Он встал, повернулся к помощнику так, чтобы тот мог закинуть плащ ему на плечи, затем, опираясь правой рукой на костыль и прихрамывая, направился к двери. Напряженное лицо судьи выражало боль. Сесили еще немного поулыбалась журналистам, напиравшим на нее и забрасывавшим ее вопросами, затем подняла руку:

- Потом, пожалуйста, все вопросы потом. - Она догнала мужа у двери, взяла его под руку, и оба исчезли коридоре.

Все время пресс-конференции Сюзанна Пиншер простояла у задней стены комнаты. Происшедшее оставило у нее ощущение, похожее на грусть. Только что перед ней сидел блестящий и заслуженный юрист, старый человек, опозоренный молодой, красивой женой.
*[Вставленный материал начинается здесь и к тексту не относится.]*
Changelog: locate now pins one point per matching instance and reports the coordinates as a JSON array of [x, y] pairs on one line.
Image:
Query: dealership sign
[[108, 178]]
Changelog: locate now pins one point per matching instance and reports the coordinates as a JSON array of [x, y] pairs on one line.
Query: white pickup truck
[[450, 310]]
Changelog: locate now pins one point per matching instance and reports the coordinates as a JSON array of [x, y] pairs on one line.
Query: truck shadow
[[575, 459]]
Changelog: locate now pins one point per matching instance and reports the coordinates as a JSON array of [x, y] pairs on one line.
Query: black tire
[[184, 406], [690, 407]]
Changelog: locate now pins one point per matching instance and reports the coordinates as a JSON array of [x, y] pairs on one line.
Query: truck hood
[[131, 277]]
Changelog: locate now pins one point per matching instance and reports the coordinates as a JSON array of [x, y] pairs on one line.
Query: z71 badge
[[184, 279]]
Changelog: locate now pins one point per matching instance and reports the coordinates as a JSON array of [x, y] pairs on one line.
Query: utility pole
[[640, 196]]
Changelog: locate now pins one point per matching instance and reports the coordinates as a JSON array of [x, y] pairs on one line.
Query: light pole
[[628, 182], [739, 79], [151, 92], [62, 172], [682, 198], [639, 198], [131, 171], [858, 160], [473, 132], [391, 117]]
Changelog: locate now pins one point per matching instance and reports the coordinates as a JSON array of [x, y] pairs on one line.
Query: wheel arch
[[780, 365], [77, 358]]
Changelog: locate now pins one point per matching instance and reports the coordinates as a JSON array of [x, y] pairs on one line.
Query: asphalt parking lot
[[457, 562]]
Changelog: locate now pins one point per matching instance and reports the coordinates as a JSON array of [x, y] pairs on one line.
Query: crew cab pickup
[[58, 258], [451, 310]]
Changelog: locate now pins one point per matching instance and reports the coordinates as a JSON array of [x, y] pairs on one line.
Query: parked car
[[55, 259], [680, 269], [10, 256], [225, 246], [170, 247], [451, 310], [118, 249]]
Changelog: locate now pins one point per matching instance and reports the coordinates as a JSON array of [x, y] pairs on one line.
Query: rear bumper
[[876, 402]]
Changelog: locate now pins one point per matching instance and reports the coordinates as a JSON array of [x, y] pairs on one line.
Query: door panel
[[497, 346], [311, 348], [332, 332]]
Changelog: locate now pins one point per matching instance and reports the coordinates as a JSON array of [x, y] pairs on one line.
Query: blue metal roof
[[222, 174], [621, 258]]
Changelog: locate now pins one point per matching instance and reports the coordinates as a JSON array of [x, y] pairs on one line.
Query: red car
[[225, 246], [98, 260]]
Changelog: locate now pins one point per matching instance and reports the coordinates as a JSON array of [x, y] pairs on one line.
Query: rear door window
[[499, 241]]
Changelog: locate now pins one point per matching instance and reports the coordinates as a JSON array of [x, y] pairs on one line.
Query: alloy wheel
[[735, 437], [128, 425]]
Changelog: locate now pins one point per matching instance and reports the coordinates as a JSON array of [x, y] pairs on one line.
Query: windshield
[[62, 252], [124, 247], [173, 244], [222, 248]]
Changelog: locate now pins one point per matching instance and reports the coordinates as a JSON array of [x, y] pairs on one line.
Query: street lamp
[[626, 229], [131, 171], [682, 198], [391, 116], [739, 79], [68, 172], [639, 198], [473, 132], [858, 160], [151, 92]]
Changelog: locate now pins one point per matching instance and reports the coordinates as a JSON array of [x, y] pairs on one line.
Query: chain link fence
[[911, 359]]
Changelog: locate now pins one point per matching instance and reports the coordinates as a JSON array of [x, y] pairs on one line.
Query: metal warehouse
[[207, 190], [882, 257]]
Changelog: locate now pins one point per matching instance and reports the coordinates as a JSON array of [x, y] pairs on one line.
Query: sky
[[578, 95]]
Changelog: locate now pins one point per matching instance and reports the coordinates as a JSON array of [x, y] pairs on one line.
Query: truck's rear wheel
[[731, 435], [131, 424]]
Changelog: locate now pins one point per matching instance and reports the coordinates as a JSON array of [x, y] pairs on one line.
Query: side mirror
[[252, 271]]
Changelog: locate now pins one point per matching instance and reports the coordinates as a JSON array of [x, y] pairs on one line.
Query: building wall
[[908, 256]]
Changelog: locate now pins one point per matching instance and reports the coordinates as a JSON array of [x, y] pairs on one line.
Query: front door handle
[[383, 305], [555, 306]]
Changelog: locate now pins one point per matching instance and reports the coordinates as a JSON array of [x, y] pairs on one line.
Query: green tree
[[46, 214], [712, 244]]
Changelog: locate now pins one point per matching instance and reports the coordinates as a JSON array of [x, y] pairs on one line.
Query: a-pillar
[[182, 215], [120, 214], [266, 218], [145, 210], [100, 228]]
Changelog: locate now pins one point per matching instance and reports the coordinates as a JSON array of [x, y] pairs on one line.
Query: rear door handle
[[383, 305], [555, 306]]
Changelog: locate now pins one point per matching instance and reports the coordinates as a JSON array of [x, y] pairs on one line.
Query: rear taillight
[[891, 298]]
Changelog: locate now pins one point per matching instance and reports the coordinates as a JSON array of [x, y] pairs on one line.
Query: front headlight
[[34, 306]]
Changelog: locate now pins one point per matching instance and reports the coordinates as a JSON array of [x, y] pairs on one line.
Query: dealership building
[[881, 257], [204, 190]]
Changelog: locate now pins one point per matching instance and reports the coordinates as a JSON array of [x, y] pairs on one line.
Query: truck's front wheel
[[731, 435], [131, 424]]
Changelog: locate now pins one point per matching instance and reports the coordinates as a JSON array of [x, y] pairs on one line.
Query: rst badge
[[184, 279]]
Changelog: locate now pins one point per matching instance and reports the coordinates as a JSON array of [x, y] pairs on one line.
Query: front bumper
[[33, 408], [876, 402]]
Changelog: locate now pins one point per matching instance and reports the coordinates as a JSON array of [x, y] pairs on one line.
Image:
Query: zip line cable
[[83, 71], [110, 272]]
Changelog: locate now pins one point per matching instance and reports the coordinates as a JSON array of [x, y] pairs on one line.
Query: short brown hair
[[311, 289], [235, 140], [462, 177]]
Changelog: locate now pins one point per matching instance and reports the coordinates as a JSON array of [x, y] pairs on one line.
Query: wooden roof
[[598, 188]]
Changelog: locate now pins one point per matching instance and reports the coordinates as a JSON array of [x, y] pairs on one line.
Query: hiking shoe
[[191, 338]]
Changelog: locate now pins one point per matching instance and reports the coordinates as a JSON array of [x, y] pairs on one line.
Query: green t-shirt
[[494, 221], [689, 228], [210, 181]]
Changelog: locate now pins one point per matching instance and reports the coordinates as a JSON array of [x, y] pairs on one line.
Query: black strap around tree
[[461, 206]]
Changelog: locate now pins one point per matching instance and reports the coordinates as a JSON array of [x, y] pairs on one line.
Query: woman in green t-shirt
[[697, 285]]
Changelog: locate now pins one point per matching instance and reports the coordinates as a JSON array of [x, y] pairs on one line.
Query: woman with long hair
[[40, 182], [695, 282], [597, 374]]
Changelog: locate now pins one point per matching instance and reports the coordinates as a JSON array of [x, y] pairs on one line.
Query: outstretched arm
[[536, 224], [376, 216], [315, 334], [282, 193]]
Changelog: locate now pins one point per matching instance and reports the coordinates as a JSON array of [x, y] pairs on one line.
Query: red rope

Передача пистолета судьи в полицию была, мягко говоря, в большей степени актом неверности, чем ее пресловутые супружеские измены. Сюзанна почувствовала, как неприязнь к Сесили Коновер буквально захлестывает ее. Маленькая смазливая стерва…

К Сюзанне подошел один из ее старых знакомых, тележурналист из Си-би-эс; его тоже интересовало, действительно ли Сесили Коновер была тем человеком, который передал в полицию пистолет судьи.

- Ну никак не могу добиться от них подтверждения, - сокрушался он.

- Не знаю, - ответила Сюзанна, гадая, кто в управлении полиции допустил утечку информации. Не может быть, чтобы Теллер…

Вторая пресс-конференция состоялась в три часа дня в Белом доме. В ходе ее президент Джоргенс объявил, что он назначил известного техасского судебного адвоката Дональда Уишенграда специальным прокурором по делу об убийстве Кларенса Сазерленда. Джоргенс сделал пространное заявление, которое заканчивалось так: "Это трагическое происшествие и последовавшие за ним события угрожают поколебать доверие нашего народа к ведущим государственным учреждениям, к высшим должностным лицам. Назначением специального прокурора я надеюсь способствовать быстрому и справедливому разрешению дела и восстановлению доверия нации".

Под конец президент ответил на несколько вопросов, среди которых был такой: имел ли он в виду судью Коновера, когда говорил о пошатнувшемся доверии к высшим должностным лицам?

- Я не подразумевал какое-либо конкретное лицо, - быстро ответил Джоргенс. - Верховный суд является нашим высшим судебным учреждением, и все, что ставит под сомнение его репутацию, равно как и всякий, кто этому способствует, наносят весьма ощутимый ущерб нашей стране.